À N’Djamena, le Projet PILIER renforce les digues invisibles contre la précarité

Ph DR

Alors que la saison des pluies approche, et avec elle la menace récurrente des inondations, un projet s’efforce, dans l’ombre, de construire non seulement des digues physiques, mais aussi des remparts sociaux. Son nom : PILIER, pour Projet Intégré pour la Lutte contre les Inondations et la Résilience Urbaine. Un acronyme discret, presque modeste, derrière lequel se déploie une ingénierie de proximité qui mérite, aujourd’hui, d’être mise en lumière.

Depuis les crues dévastatrices de 2022 et 2024, les stigmates sont encore visibles dans les quartiers périphériques de N’Djamena : ruelles transformées en marécages, centres de santé difficilement accessibles, écoles envahies par la boue, marchés paralysés. Face à cela, PILIER n’a pas choisi la grandiloquence. Il a choisi le terrain, l’urgence concrète, les partenariats agiles.
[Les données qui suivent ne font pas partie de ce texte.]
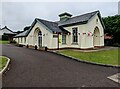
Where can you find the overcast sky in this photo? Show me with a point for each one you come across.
(17, 15)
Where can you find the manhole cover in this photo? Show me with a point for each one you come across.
(115, 77)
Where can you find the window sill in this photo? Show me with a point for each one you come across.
(64, 44)
(74, 43)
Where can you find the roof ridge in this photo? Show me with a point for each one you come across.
(44, 20)
(84, 14)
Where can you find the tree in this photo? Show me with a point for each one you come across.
(26, 28)
(112, 25)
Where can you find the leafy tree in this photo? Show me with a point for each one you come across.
(112, 25)
(26, 28)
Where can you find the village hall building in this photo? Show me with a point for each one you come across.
(85, 31)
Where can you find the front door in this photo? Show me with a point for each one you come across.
(40, 39)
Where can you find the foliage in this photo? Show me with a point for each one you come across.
(13, 41)
(104, 57)
(4, 42)
(3, 62)
(5, 37)
(26, 28)
(112, 25)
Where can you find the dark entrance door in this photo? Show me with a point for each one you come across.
(40, 39)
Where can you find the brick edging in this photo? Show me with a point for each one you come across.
(6, 66)
(92, 63)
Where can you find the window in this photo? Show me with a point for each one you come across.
(21, 39)
(25, 40)
(75, 35)
(63, 39)
(96, 20)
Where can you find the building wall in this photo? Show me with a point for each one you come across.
(47, 37)
(84, 40)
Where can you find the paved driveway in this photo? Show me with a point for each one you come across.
(32, 68)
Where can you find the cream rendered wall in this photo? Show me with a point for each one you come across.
(92, 24)
(81, 38)
(85, 41)
(47, 37)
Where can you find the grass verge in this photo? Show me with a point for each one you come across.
(4, 42)
(3, 62)
(105, 57)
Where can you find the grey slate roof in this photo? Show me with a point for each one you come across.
(51, 25)
(22, 34)
(78, 19)
(58, 26)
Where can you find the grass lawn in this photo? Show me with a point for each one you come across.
(3, 62)
(104, 57)
(4, 42)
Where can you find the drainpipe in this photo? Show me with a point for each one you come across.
(58, 41)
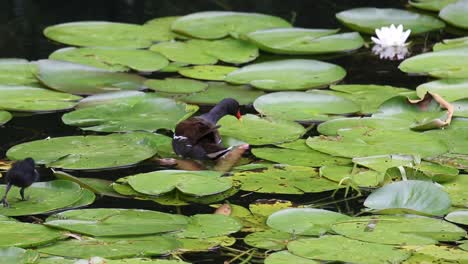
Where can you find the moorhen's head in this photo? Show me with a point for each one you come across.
(231, 107)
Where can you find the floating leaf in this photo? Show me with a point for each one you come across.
(115, 222)
(80, 79)
(99, 34)
(338, 248)
(295, 74)
(88, 152)
(304, 41)
(43, 197)
(302, 106)
(367, 19)
(112, 59)
(416, 197)
(148, 113)
(216, 24)
(32, 99)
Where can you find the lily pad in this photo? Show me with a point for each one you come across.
(5, 117)
(113, 248)
(338, 248)
(176, 85)
(115, 222)
(26, 235)
(359, 142)
(284, 180)
(399, 230)
(88, 152)
(17, 72)
(43, 197)
(415, 197)
(148, 113)
(451, 63)
(369, 96)
(210, 225)
(112, 59)
(217, 91)
(454, 14)
(32, 99)
(80, 79)
(304, 41)
(302, 106)
(99, 34)
(196, 183)
(295, 74)
(367, 19)
(304, 221)
(218, 24)
(207, 72)
(260, 131)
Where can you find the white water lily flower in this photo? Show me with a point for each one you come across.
(391, 36)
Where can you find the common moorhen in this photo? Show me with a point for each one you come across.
(198, 137)
(21, 174)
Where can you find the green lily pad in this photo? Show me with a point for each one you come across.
(113, 59)
(113, 248)
(295, 74)
(431, 5)
(216, 24)
(32, 99)
(196, 183)
(217, 91)
(308, 157)
(359, 142)
(260, 131)
(450, 89)
(148, 113)
(304, 41)
(43, 197)
(210, 225)
(284, 257)
(368, 19)
(304, 221)
(184, 52)
(207, 72)
(399, 230)
(26, 235)
(360, 176)
(332, 127)
(451, 63)
(454, 14)
(369, 96)
(338, 248)
(5, 117)
(176, 85)
(115, 222)
(99, 34)
(269, 239)
(415, 197)
(14, 255)
(80, 79)
(88, 152)
(17, 72)
(302, 106)
(284, 180)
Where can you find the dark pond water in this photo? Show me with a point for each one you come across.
(22, 23)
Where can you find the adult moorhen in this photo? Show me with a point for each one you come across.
(198, 137)
(21, 174)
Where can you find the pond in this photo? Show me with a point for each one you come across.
(358, 152)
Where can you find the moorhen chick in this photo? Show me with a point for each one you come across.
(198, 137)
(21, 174)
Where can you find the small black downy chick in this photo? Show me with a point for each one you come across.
(21, 174)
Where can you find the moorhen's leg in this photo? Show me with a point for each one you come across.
(4, 200)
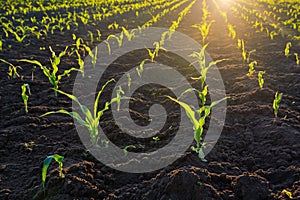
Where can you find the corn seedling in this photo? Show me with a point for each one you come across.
(128, 34)
(52, 76)
(241, 44)
(91, 122)
(98, 37)
(12, 70)
(114, 25)
(232, 32)
(198, 123)
(261, 79)
(276, 102)
(273, 34)
(202, 62)
(25, 97)
(287, 49)
(80, 62)
(119, 93)
(204, 29)
(92, 55)
(59, 159)
(91, 36)
(297, 58)
(128, 80)
(251, 68)
(140, 69)
(108, 47)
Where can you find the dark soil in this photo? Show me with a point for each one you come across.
(256, 157)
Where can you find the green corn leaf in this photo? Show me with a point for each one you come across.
(98, 96)
(46, 164)
(190, 113)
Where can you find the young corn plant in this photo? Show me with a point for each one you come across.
(287, 49)
(197, 118)
(276, 103)
(297, 58)
(241, 44)
(80, 62)
(261, 79)
(92, 55)
(204, 29)
(128, 34)
(52, 76)
(91, 121)
(251, 68)
(59, 159)
(25, 97)
(12, 70)
(232, 32)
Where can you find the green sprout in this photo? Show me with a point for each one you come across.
(46, 164)
(276, 102)
(261, 79)
(25, 97)
(287, 49)
(198, 124)
(80, 62)
(91, 122)
(251, 68)
(12, 70)
(52, 76)
(128, 34)
(297, 58)
(232, 32)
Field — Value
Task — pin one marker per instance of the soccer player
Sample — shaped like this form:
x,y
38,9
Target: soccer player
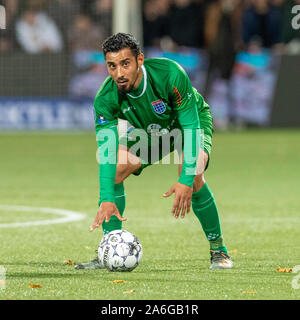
x,y
155,95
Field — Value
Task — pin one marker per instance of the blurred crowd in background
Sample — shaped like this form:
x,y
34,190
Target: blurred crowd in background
x,y
226,33
216,25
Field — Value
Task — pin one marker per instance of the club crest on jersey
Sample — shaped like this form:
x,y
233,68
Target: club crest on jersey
x,y
101,120
159,106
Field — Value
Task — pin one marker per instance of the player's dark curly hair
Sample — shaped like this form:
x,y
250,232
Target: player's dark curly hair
x,y
121,41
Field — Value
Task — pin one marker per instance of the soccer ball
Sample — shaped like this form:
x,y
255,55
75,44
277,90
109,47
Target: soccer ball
x,y
120,250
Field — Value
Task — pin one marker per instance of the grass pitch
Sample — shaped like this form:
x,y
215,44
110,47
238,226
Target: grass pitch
x,y
254,175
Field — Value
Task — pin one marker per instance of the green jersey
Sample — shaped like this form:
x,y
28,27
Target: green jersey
x,y
164,91
164,99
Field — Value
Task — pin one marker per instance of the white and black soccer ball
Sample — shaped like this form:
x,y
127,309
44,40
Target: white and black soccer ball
x,y
120,250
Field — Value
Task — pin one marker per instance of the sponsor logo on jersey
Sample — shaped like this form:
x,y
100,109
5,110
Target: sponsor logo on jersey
x,y
159,106
101,120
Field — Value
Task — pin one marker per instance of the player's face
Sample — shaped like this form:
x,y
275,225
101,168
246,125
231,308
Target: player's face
x,y
125,69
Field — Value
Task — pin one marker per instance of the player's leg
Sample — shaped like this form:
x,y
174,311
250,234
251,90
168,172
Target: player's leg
x,y
205,209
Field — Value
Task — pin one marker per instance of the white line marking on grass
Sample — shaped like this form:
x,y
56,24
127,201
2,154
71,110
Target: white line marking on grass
x,y
67,216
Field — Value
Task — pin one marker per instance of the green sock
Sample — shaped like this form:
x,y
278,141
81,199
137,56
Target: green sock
x,y
120,200
205,209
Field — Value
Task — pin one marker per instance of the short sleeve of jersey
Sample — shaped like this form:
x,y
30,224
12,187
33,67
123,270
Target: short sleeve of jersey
x,y
105,111
180,88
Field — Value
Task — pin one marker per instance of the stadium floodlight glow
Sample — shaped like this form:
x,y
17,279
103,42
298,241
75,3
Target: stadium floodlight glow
x,y
2,18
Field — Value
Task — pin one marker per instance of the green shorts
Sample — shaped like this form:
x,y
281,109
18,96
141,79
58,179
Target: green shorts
x,y
144,148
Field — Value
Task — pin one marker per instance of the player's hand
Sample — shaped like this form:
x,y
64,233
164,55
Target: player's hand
x,y
182,201
105,212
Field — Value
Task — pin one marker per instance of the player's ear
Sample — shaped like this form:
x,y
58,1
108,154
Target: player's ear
x,y
140,59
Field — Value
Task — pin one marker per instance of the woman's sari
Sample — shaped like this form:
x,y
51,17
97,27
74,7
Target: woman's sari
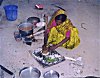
x,y
58,33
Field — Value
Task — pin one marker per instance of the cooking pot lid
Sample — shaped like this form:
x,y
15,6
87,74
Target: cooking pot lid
x,y
51,74
29,72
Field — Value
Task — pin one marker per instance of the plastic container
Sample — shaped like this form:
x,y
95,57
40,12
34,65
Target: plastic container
x,y
11,12
29,72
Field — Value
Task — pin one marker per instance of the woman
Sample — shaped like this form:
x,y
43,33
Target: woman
x,y
60,32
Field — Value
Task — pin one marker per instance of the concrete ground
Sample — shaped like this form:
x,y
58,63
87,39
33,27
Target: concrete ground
x,y
84,14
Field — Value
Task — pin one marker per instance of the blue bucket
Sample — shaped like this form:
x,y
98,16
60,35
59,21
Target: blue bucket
x,y
11,12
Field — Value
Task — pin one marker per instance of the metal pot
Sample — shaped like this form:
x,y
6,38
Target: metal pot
x,y
33,20
51,74
29,72
25,29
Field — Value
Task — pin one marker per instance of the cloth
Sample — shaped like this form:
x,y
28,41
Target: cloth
x,y
59,32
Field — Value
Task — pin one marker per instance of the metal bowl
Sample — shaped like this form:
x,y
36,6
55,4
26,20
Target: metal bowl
x,y
29,72
51,74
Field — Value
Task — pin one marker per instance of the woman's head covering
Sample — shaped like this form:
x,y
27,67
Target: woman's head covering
x,y
61,17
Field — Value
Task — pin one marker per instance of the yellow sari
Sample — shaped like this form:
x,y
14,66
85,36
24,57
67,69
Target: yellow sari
x,y
58,33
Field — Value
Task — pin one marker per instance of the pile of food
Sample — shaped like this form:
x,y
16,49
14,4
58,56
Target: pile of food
x,y
51,59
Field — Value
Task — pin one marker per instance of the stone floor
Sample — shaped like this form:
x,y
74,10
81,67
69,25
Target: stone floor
x,y
84,14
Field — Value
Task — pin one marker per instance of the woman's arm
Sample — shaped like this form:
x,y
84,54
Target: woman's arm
x,y
62,42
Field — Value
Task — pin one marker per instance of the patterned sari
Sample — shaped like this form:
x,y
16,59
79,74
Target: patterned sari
x,y
58,33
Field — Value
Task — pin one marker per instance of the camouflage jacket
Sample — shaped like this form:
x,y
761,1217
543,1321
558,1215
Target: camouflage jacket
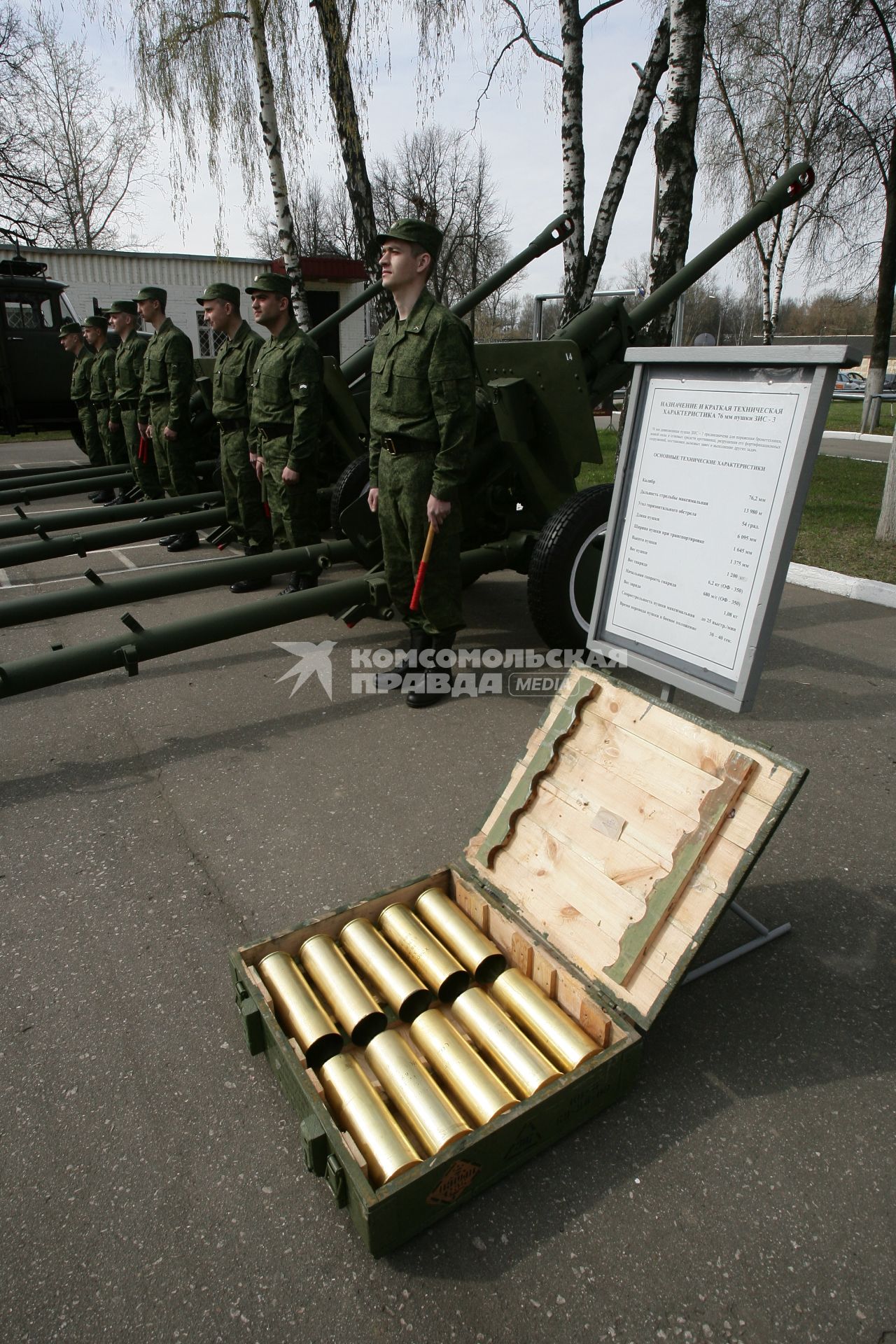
x,y
288,394
232,379
102,377
424,386
81,375
168,374
130,375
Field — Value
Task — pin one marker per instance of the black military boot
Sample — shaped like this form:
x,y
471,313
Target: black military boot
x,y
251,585
407,660
298,584
184,542
435,680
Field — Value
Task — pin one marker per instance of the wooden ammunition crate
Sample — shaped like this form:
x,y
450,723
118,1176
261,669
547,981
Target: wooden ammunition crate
x,y
622,834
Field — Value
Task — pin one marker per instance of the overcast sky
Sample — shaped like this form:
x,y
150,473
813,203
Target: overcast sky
x,y
517,125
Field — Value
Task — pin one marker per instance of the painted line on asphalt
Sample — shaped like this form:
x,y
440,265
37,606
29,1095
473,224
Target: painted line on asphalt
x,y
71,578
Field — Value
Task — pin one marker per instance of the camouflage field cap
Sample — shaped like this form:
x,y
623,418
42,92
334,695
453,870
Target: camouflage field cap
x,y
152,292
269,283
414,232
226,293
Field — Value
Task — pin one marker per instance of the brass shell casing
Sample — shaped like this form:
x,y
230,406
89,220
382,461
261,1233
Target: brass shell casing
x,y
552,1030
426,956
480,1094
430,1117
356,1011
368,949
354,1101
503,1043
481,958
298,1008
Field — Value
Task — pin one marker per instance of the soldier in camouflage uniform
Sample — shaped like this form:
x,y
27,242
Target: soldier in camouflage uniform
x,y
286,420
164,403
422,430
102,390
71,339
122,412
232,403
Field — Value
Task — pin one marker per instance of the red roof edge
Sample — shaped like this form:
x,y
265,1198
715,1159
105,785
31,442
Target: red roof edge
x,y
326,268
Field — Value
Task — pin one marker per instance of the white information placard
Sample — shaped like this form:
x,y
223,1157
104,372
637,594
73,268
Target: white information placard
x,y
713,470
708,489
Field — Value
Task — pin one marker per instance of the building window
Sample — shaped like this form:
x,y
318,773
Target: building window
x,y
210,342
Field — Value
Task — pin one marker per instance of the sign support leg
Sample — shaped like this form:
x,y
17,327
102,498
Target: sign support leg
x,y
764,937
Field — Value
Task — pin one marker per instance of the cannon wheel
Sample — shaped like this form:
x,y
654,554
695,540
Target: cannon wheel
x,y
351,484
564,571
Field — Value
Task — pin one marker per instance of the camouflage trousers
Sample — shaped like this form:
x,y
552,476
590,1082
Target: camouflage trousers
x,y
113,444
146,473
293,508
406,484
93,444
244,492
175,457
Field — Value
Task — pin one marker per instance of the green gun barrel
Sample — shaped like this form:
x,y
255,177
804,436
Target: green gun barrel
x,y
139,645
169,580
39,523
603,331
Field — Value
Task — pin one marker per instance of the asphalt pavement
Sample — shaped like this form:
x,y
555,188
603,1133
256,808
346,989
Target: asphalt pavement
x,y
153,1176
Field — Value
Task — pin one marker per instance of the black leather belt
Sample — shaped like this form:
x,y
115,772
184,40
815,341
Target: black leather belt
x,y
400,445
274,430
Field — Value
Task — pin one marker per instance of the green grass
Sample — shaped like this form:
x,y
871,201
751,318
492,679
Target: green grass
x,y
41,437
848,416
840,518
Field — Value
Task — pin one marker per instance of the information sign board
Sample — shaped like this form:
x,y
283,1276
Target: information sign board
x,y
713,476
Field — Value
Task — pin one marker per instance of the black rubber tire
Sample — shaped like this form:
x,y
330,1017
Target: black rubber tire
x,y
564,573
351,484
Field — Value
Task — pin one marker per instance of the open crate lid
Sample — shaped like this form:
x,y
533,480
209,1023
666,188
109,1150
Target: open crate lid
x,y
625,831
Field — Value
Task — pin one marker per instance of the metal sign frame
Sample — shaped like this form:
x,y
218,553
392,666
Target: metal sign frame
x,y
812,366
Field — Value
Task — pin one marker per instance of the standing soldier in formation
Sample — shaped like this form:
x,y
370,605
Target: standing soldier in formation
x,y
164,403
122,412
102,390
232,405
286,420
422,430
71,340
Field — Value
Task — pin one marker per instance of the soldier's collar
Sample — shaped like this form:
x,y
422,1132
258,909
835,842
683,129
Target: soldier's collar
x,y
416,316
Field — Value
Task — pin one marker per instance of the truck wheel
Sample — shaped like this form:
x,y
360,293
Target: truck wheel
x,y
564,573
352,483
Trois ONG tchadiennes — ACRA Tchad, CLEAP, et Le Tchad d’abord — ont été mobilisées pour porter ces actions de proximité, avec des résultats tangibles :

• Des voies d’accès remblayées vers les écoles, marchés et centres de santé dans les arrondissements les plus vulnérables (Goudji, Gozator, Fondoré, Woroula, Hilé Houjadj, Taradona, Dembé, Diguel…).
• Des opérations de nettoyage, désinfection et drainage des eaux stagnantes dans les zones les plus touchées.
• La distribution de kits aux femmes commerçantes des marchés de Dembé et Taradona, comprenant des tables, parasols, et bacs à ordures, pour leur permettre de relancer une activité économique de survie dans des conditions dignes.
• Des campagnes de sensibilisation à la gestion des déchets et à la prévention des inondations dans les établissements scolaires.
• Un soutien au Centre national de traitement des fistules, dans un effort plus global d’intégration sanitaire et sociale.

Tout cela se fait sans bruit. Mais avec méthode. Et surtout avec une vision : faire de la résilience urbaine un réflexe collectif, une dynamique enracinée dans les communautés elles-mêmes, plutôt qu’un simple mot d’ordre venu d’en haut.

Financé par la Banque mondiale et mis en œuvre sous la tutelle du Ministère de l’Aménagement du Territoire, de l’Habitat et de l’Urbanisme, le Projet PILIER n’en est encore qu’à ses premières fondations. Mais il repose sur une intuition juste : les catastrophes ne sont jamais uniquement naturelles. Elles révèlent — ou aggravent — des vulnérabilités structurelles, des oublis urbains, des poches d’abandon.

C’est donc à l’échelle du quartier, de l’école, du marché, que la lutte s’organise. Non pas dans des promesses à la télévision, mais dans le désherbage d’un canal, dans le séchage d’une ruelle, dans la reconstruction d’un lien social entre État, ONG, et citoyens.

À quelques semaines des premières pluies, N’Djamena retient son souffle. Mais certains, dans les marges, ont déjà commencé à poser les pierres d’un avenir moins fragile. Le Projet PILIER, avec ses partenaires, en est aujourd’hui l’un des architectes les plus silencieux. Et les plus essentiels.